The band convenes a handful of Iyer’s sharpest collaborators, and presents a range of options for his pen. “Good on the Ground,” premiering here, opens with layers of polyrhythm, strategically deployed: listen for how Iyer’s pinging piano part sets Tyshawn Sorey’s pummeling toms in stark relief. The first two solos, by tenor saxophonist Mark Shim and then Iyer himself, reinforce a linkage to the fierce postbop roil of Andrew Hill’s music. The final solo, by Sorey, rumbles hard and fast before restating the theme. (The Vijay Iyer Sextet plays the Detroit Jazz Festival on Sept. 4, and on the BRIC JazzFest in Brooklyn on Oct. 20.)
Anat Cohen Tentet, “Happy Song”
We last heard from multireedist Anat Cohen just a few month back, when she released two albums in a Brazilian vein. She’s now announcing Happy Song, an album by her radiant tentet. In case the title itself isn’t enough of a hint, here’s the title track: a lightning bolt etched in crayon, with Cohen’s clarinet up front.
The album is available for preorder today, and if you’re in the New York area you can catch the tentet on Friday at Marcus Garvey Park in Harlem, as part of the Charlie Parker Jazz Fest.
Matt Wilson’s Honey and Salt, “Anywhere and Everywhere People”
Drummer-bandleader Matt Wilson has long been fascinated by the poetry of Carl Sandburg, whose rhythm, inflection and worldview reflect a distinctly American voice. Wilson hails from the same Illinois county as Sandburg, and even has a familial connection. So there’s nothing awkward, forced or high-minded about his new album, Honey and Salt: Music Inspired by the Poetry of Carl Sandburg.
Due out on Palmetto this Friday, it features a band with Ron Miles on cornet, Jeff Lederer on reeds and harmonium, Dawn Thomson on guitar and vocals, and Martin wind on acoustic bass guitar. It also features an elite assortment of guests reading Sandburg’s poems, including Joe Lovano, Carla Bley and the actor Jack Black. We couldn’t resist the temptation to post this track, featuring a recitation by Christian McBride — the voice of Jazz Night in America, and someone well qualified to answer the question in the poem: “How does it feel to be seen everywhere?”
Burnt Sugar The Arkestra Chamber, “That Bent Arc Do Be Slow”
You probably know Greg Tate as a cultural critic of bladelike insight and unswayable independence. (If you don’t know him, I’d urge you to remedy that: start with his most recent essay collection, Flyboy 2.) Anyway, Tate is also a bandleader adept in the Butch Morris methodology of conduction, and his main outlet has been Burnt Sugar. It’s a righteous jazz-funk band whose new album, All You Zombies Dig The Luminosity, balances dark mystery against a desire to be plainly understood.
The album showcases a smart succession of vocalists: singers and spoken-word artists alike.

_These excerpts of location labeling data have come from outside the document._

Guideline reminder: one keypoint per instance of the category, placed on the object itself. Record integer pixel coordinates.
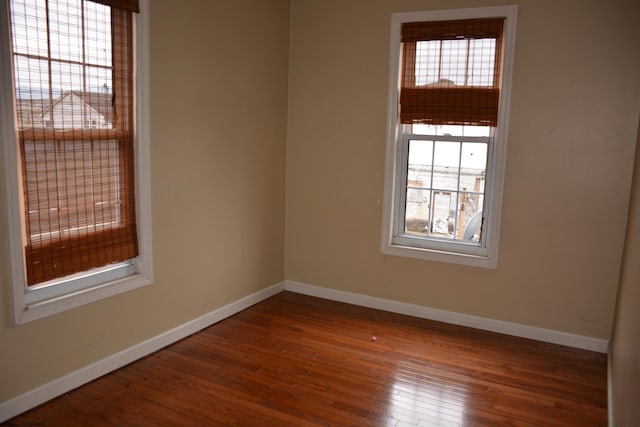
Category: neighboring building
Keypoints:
(432, 205)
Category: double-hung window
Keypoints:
(446, 146)
(71, 151)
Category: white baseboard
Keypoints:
(516, 329)
(55, 388)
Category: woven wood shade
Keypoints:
(473, 100)
(75, 126)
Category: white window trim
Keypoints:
(392, 245)
(33, 306)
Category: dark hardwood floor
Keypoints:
(295, 360)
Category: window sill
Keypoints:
(471, 260)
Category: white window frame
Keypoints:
(394, 241)
(87, 287)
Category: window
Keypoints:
(77, 196)
(446, 146)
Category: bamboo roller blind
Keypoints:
(73, 75)
(451, 72)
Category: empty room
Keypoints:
(320, 212)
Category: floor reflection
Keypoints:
(417, 399)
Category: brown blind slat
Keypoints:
(129, 5)
(442, 101)
(452, 106)
(490, 28)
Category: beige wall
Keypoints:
(567, 183)
(625, 347)
(574, 114)
(218, 133)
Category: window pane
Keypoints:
(29, 33)
(454, 61)
(445, 189)
(97, 34)
(427, 62)
(65, 30)
(454, 130)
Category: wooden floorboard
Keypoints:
(295, 360)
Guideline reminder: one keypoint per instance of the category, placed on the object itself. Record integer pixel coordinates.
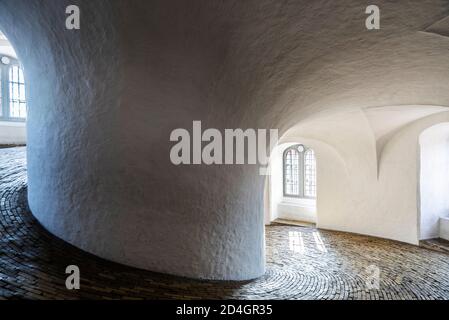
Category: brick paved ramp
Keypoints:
(301, 263)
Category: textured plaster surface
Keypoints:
(103, 101)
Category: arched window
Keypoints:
(13, 105)
(299, 172)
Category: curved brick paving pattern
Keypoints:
(301, 263)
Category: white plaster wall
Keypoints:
(444, 228)
(356, 194)
(434, 143)
(12, 133)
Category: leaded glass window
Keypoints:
(299, 172)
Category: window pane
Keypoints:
(1, 92)
(309, 174)
(291, 172)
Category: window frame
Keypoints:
(301, 172)
(5, 94)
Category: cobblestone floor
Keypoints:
(302, 263)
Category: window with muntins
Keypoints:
(299, 172)
(13, 105)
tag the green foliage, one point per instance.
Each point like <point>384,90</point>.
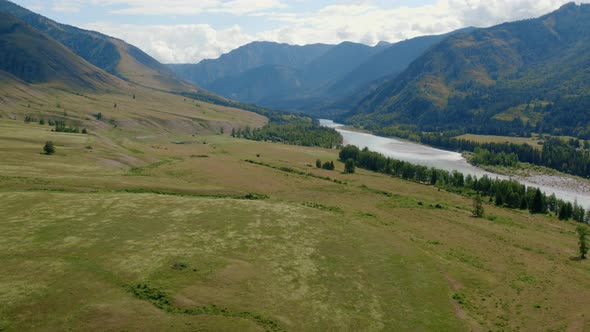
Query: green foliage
<point>49,148</point>
<point>505,193</point>
<point>485,157</point>
<point>582,241</point>
<point>296,132</point>
<point>468,83</point>
<point>161,300</point>
<point>328,165</point>
<point>61,127</point>
<point>30,118</point>
<point>478,210</point>
<point>349,166</point>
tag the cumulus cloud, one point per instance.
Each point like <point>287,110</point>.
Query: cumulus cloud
<point>186,43</point>
<point>361,21</point>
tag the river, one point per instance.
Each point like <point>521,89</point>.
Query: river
<point>566,188</point>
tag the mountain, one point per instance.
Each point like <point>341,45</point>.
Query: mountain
<point>312,78</point>
<point>110,54</point>
<point>250,56</point>
<point>33,57</point>
<point>520,76</point>
<point>391,61</point>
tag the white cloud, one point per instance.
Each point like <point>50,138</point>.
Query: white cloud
<point>363,21</point>
<point>188,7</point>
<point>66,6</point>
<point>187,43</point>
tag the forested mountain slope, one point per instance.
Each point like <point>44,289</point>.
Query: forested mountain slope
<point>511,78</point>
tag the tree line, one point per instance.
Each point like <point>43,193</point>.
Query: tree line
<point>568,156</point>
<point>504,193</point>
<point>296,132</point>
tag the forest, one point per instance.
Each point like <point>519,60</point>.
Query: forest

But there’s also room for instrumentalists to make an impression, as on the album’s overture, which features trumpeter J.S. Williams. (The title is “That Bent Arc Do Be Slow,” alluding to Dr. Martin Luther King Jr.’s pronouncement that “the arc of the moral universe is long, but it bends toward justice.”) If you have the chance to see Burnt Sugar do its thing in person, take it; the next available opportunity is this Wednesday, when the band plays two sets at National Sawdust.
Duke Ellington Octet, “In A Sentimental Mood”
The more fortunate among us caught pianist Ethan Iverson at the Village Vanguard last week, in a quartet led by drummer Billy Hart. (Ben Street was on bass; Joshua Redman stood in for Mark Turner on tenor saxophone. It pains me that I couldn’t make it to the gig.) But there were other significant Iversonian stirrings last week: he also wrote a brilliant essay that the New Yorker published on its website. (Go ahead, read it now, if you can.)
As a framing device, Iverson examines two versions of Duke Ellington’s “In a Sentimental Mood,” performed in New York on the same evening in 1967, exactly 50 years ago. Those two versions, by the Bill Evans Trio and by Ellington himself, open the door to a critique of jazz education, a Bach-and-Beethoven analogy, and a reflection on the merits of surrealism. You can take issue with some of Iverson’s conclusions (and the binary setup doesn’t do Evans any favors), but the essay is a terrific read for any jazz fan. And it sent me straight to the Ellington recording, made at the Rainbow Room with an octet featuring an impossibly suave Paul Gonsalves on tenor saxophone.